Canan Hoca’nın açıklamalarını artık biraz üzüntüyle izliyorum. Depresyonu sadece bağırsaklara ve faydalı-zararlı bakterilere bağlamak, sorunu turşu yiyerek çözmek gibi önerleri de tartışmak istemiyorum! Sorun bu tür talkshow türü yorumlardan çok daha ciddi. Sadece bizim toplum değil, dünyadaki tüm toplumların sorunu. Hekimler arasındaki bu tür tartışmaların yeri medya değil, olmamalı. Bir hipoteziniz varsa, bununla ilgili olarak bir araştırma yaparsınız. Oturup araştırmayı kaleme alırsınız, sonra bu çalışmayı hakemli dergilerden birisine gönderirsiniz. O arada da bir bilimsel kongrede sunmak istersiniz. Oradaki sunumda konunun uzmanları sizi dinler, onayladıkları noktalarda onaylar, akıllarına yatmayan noktalarda da sorularını sorar. Ondan sonra o düzeltmelerini yapar. Yayın, hakemli bir dergide çıkar. Bu artık uluslararası standartlarda yapılmış bir araştırmadır ve herkes bunu uygular.

– Karatay’a temel eleştiriniz, araştırma bulgularını önünüze koymadan konuşması mı?

Evet, somut kanıtlar olmadan konuşmamalı.

– Siz Karatay’ın şeker yükleme testine karşı çıkmasını da eleştiriyorsunuz değil mi?

“Şeker yükleme testini yaptıranların çocukları şeker hastası olur, kalbi delik olur” diyorsanız, bunu kanıtlamanız lazım. Tıpta gelişigüzel konuşma hakkınız yok. İnsan hayatıyla ilişkili olarak karar veren ve daha sonra hesap sorulmayan mesleklerden biri hâkimlik, diğeri de hekimlik. Bir hasta, gelip sizi bir otorite olarak aldığı zaman, ağzınızdan çıkacak her kelimeyi izler. Söylediğiniz bir kelimeye takılır, sabaha kadar uyumaz. Canan Hoca’nın, glikoz tolerans testi yapılmış annelerin çocuklarının verilen glikoza bağlı olarak diyabet olduğuna dair kendi klinik araştırmasını ya da literatüre ilişkin araştırmasını bekliyorum. Baktım ama bulamadım.

– Ama Karatay depresyon ilaçlarının aşırı yaygınlaşmasını eleştirmekte haklı değil mi?

Depresyon ilaç tüketiminin aşırı olduğuna katılıyorum. Bunun temel nedeni, gelişen teknolojinin insanlara getirdiği yeni hayat modeli. İnsanlar artık çok daha uzun saatler çalışıyor, daha uzun süre kapalı ortamlarda kalıyor, daha hareketsiz ve daha stresli. Mesaj-mail trafiği de düşük yoğunluklu stresi tüm güne yaydı. İnsanlar artık sürekli çalışan, sürekli izlenen ve sürekli uyarı ve emirlerle sürekli yönetilen modern köleler haline geldi ve tüm toplumlarda depresyon patladı. İlaç kullanımı da arttı. Ancak bu durum tek başına bu kadar aşırı ilaç kullanımını izah etmez. Sorunu psikoterapik rehabilitasyonlarla çözümlenebilecek birçok insan hemen ilaca yönlendiriliyor.

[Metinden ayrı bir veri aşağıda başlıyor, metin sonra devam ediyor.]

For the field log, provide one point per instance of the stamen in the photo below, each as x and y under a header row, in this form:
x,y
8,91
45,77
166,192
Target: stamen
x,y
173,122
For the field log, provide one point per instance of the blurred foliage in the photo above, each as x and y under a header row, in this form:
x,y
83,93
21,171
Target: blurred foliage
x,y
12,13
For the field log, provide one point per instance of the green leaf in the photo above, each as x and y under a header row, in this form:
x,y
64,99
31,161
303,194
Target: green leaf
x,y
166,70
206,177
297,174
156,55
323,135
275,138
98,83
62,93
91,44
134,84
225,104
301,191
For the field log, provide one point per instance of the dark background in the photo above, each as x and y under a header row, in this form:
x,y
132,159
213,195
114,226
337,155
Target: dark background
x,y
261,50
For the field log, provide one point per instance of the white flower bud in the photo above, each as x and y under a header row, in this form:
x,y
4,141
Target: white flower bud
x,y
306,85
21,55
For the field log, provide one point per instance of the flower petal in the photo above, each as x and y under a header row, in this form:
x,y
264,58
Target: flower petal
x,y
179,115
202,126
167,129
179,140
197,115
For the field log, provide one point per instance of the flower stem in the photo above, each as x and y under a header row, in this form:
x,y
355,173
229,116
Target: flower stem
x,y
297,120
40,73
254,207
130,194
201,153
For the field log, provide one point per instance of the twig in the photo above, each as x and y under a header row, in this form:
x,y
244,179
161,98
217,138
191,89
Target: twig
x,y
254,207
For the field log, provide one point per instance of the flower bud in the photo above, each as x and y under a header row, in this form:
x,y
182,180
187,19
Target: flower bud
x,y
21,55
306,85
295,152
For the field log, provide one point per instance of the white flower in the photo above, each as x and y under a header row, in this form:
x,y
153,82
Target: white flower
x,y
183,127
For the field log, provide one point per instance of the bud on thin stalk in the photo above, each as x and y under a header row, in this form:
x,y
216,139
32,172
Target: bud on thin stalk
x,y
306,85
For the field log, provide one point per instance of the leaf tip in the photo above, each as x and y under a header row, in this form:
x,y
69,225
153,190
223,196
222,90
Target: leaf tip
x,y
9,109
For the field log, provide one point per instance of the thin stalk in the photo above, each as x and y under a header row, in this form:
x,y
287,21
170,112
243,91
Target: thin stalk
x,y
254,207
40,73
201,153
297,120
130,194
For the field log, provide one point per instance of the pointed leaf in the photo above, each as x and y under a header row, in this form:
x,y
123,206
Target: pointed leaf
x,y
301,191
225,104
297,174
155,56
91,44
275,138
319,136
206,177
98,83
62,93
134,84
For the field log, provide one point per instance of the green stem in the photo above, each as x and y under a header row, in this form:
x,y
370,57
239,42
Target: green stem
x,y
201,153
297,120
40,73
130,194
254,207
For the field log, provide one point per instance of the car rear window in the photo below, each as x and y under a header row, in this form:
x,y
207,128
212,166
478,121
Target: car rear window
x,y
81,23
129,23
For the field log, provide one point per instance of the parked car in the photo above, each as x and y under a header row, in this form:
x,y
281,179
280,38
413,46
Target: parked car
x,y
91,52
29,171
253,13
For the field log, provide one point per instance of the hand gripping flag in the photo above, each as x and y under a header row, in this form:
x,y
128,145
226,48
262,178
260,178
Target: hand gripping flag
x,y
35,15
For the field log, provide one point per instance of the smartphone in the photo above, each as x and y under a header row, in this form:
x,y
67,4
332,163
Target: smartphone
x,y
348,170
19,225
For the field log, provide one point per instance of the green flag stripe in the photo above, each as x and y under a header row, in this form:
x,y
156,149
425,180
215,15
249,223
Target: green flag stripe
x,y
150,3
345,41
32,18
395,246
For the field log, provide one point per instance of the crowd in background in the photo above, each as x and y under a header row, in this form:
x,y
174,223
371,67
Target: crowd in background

Aşırı miktarda gereksiz, indikasyonsuz ilaç tüketimi var. Bu ilaçlar duyguları etkileyen ilaçlar, stres ve üzüntüleri azaltırken sevinç ve mutlulukları da buduyor. Çalışma koşullarının biraz daha düzeltilmesi, işyerlerinde çalışana psikolojik danışmanlık sağlanması gibi önlemler, sorunların çözümünde çok önemli rol oynayabilir.